Dr Rose Mukankomeje, HEC Director General told participants at the 6th international Conference on Environment, Energy and Development (ICEED2023) taking place in Kigali that research is critical for sustainable development when it has a positive impact on the community.
“plagiarism is still rampant in the academia in Rwanda and many lecturers pretend to be promoted to high academia titles without deserving this,” Dr Mukankomeje pointed out.
In Rwanda, the official regulation within academia instructs that plagiarism by students or researchers is considered academic dishonesty and offenders are subject to academic censure.
“If we are talking about sustainable development, it implies that one needs to innovate (…) fake [academic] papers and degrees are everywhere, but in Rwanda we have more (…) nowadays some universities are teaching online,” Dr Mukankomeje pointed out.

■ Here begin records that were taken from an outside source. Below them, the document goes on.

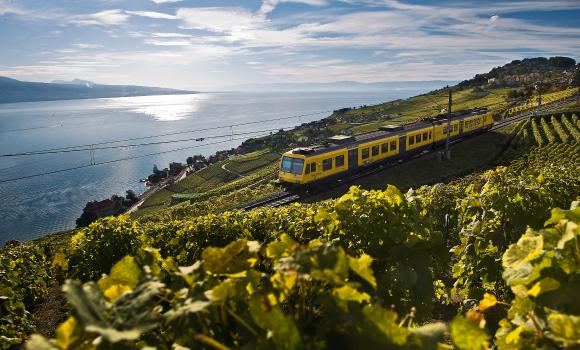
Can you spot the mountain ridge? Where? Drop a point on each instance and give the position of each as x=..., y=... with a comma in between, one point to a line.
x=14, y=91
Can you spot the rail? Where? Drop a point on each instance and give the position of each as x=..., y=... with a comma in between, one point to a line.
x=286, y=197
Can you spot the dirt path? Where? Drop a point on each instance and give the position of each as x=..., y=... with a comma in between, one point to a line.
x=231, y=171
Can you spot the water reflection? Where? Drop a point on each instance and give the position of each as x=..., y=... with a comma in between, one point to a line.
x=163, y=108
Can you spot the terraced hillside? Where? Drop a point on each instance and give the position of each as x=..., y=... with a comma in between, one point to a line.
x=372, y=267
x=216, y=179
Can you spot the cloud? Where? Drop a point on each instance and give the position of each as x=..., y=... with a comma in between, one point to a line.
x=103, y=18
x=165, y=1
x=269, y=5
x=152, y=14
x=218, y=19
x=88, y=46
x=171, y=35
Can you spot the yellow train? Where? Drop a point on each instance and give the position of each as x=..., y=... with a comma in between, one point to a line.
x=342, y=155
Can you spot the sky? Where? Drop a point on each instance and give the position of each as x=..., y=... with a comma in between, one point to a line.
x=205, y=45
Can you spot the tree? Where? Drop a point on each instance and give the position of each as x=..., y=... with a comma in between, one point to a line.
x=576, y=79
x=131, y=197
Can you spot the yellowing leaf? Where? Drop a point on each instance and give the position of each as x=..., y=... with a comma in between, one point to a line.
x=466, y=335
x=566, y=328
x=347, y=293
x=126, y=272
x=115, y=291
x=545, y=285
x=514, y=336
x=487, y=302
x=362, y=266
x=60, y=260
x=66, y=333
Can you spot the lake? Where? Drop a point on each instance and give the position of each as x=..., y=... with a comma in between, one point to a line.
x=38, y=205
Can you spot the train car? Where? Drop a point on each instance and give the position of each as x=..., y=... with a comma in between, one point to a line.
x=344, y=155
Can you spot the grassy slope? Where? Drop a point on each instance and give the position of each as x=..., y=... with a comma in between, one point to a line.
x=466, y=156
x=405, y=111
x=214, y=179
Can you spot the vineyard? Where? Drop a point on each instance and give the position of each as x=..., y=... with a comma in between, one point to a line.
x=493, y=257
x=547, y=98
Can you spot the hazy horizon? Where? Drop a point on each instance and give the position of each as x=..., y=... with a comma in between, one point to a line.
x=207, y=45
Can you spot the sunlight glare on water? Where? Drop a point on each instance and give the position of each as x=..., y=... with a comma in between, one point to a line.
x=163, y=108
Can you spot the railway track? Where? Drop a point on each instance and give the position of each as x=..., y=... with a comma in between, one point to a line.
x=286, y=197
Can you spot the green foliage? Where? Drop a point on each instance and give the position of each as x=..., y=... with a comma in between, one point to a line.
x=238, y=296
x=543, y=271
x=94, y=250
x=24, y=275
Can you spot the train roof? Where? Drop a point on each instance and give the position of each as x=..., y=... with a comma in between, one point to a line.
x=345, y=141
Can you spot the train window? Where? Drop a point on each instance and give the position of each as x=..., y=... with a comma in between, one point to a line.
x=384, y=148
x=365, y=153
x=292, y=165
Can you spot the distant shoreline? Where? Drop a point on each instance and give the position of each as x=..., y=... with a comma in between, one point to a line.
x=101, y=97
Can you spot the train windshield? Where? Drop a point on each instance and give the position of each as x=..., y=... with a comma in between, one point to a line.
x=292, y=165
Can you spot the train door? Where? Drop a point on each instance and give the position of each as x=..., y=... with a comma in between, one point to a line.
x=402, y=145
x=352, y=159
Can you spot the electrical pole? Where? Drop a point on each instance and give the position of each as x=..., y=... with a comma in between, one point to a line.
x=447, y=152
x=539, y=90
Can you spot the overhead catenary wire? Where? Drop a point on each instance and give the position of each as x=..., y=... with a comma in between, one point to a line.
x=94, y=145
x=114, y=161
x=92, y=149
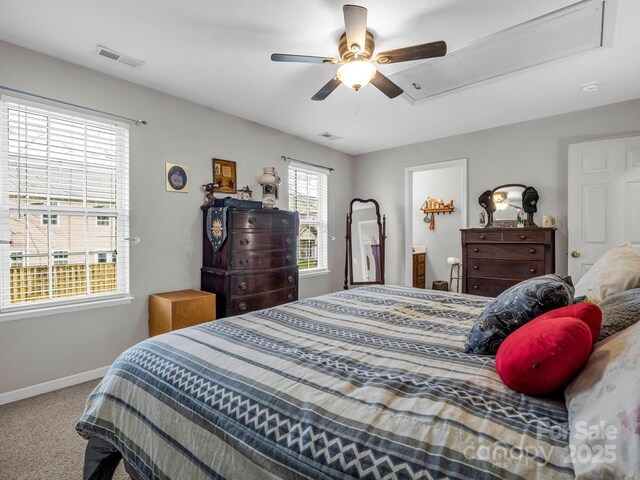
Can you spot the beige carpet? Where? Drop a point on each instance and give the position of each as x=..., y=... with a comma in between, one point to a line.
x=38, y=439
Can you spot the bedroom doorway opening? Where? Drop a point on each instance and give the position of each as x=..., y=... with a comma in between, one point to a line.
x=445, y=181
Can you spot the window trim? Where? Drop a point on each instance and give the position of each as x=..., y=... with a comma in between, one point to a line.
x=16, y=253
x=321, y=223
x=101, y=218
x=121, y=216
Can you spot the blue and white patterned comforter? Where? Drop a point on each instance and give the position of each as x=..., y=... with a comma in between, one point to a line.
x=366, y=383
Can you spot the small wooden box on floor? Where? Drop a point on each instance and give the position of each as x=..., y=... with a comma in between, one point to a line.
x=173, y=310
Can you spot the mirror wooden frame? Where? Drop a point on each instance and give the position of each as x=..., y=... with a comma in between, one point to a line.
x=528, y=222
x=348, y=263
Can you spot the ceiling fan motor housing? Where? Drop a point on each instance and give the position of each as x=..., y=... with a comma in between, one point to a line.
x=347, y=55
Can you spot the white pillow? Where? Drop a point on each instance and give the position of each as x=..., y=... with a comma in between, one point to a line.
x=616, y=271
x=604, y=410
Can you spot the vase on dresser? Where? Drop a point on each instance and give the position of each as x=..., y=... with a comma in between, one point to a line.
x=270, y=182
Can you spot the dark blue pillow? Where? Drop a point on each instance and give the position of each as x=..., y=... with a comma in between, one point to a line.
x=515, y=307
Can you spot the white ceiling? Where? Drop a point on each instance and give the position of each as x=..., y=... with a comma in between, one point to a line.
x=217, y=53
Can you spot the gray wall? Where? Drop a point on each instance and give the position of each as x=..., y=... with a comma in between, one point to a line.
x=533, y=153
x=39, y=349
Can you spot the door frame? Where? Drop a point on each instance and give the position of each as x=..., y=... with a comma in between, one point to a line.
x=408, y=207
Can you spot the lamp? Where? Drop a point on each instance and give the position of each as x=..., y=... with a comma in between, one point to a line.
x=356, y=73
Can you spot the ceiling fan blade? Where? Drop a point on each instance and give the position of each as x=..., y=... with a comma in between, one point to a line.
x=327, y=89
x=284, y=57
x=417, y=52
x=386, y=86
x=355, y=25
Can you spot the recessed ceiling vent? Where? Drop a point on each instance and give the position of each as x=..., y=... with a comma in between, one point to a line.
x=118, y=57
x=329, y=136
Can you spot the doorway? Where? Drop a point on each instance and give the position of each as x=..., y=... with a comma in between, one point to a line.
x=445, y=180
x=603, y=193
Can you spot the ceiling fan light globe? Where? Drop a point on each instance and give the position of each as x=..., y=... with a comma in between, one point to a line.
x=356, y=73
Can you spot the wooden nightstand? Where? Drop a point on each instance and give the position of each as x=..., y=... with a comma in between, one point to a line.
x=173, y=310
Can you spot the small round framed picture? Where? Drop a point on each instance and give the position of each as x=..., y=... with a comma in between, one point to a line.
x=177, y=177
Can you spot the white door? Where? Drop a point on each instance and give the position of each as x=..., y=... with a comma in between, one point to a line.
x=604, y=199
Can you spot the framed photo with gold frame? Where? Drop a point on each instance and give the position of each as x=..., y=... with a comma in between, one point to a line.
x=224, y=175
x=176, y=177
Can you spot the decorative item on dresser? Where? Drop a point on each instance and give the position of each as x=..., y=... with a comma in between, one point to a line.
x=249, y=258
x=419, y=269
x=494, y=259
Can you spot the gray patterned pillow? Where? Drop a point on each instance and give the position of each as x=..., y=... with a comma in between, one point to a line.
x=619, y=311
x=515, y=307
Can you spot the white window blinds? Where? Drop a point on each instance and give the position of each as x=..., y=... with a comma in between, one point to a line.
x=65, y=205
x=308, y=196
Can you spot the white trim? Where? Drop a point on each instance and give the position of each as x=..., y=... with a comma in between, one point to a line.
x=408, y=206
x=52, y=385
x=49, y=310
x=310, y=168
x=312, y=272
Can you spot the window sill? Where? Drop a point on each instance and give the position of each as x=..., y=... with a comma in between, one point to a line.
x=314, y=272
x=58, y=309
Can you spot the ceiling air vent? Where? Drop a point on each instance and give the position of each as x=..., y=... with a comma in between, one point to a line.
x=329, y=136
x=118, y=57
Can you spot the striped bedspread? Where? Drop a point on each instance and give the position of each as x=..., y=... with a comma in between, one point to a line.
x=366, y=383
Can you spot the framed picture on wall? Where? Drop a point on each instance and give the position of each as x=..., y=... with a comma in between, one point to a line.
x=177, y=177
x=224, y=174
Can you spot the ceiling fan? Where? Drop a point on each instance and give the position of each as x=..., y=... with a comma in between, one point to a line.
x=356, y=47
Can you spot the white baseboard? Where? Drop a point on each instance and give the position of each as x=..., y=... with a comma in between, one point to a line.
x=52, y=385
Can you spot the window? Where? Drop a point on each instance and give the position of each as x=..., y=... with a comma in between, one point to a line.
x=61, y=257
x=58, y=167
x=308, y=196
x=17, y=259
x=105, y=257
x=48, y=219
x=103, y=221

While encouraging researchers not to be a burden for the country, Dr Mukankomeje criticized the way some researchers in Rwanda are not making efforts to learn how to write research proposals to apply for grants.
“In Bachelor’s they don’t know how to do research, in Masters, they copy here and there without sense of innovation (…) everybody in the academia wants to copy and paste but we are wrong in pasting,” Dr Mukankomeje said while referring to the situation in Rwanda.
Rwanda accounts for about 50 tertiary education institutions, ten of them public and the rest private.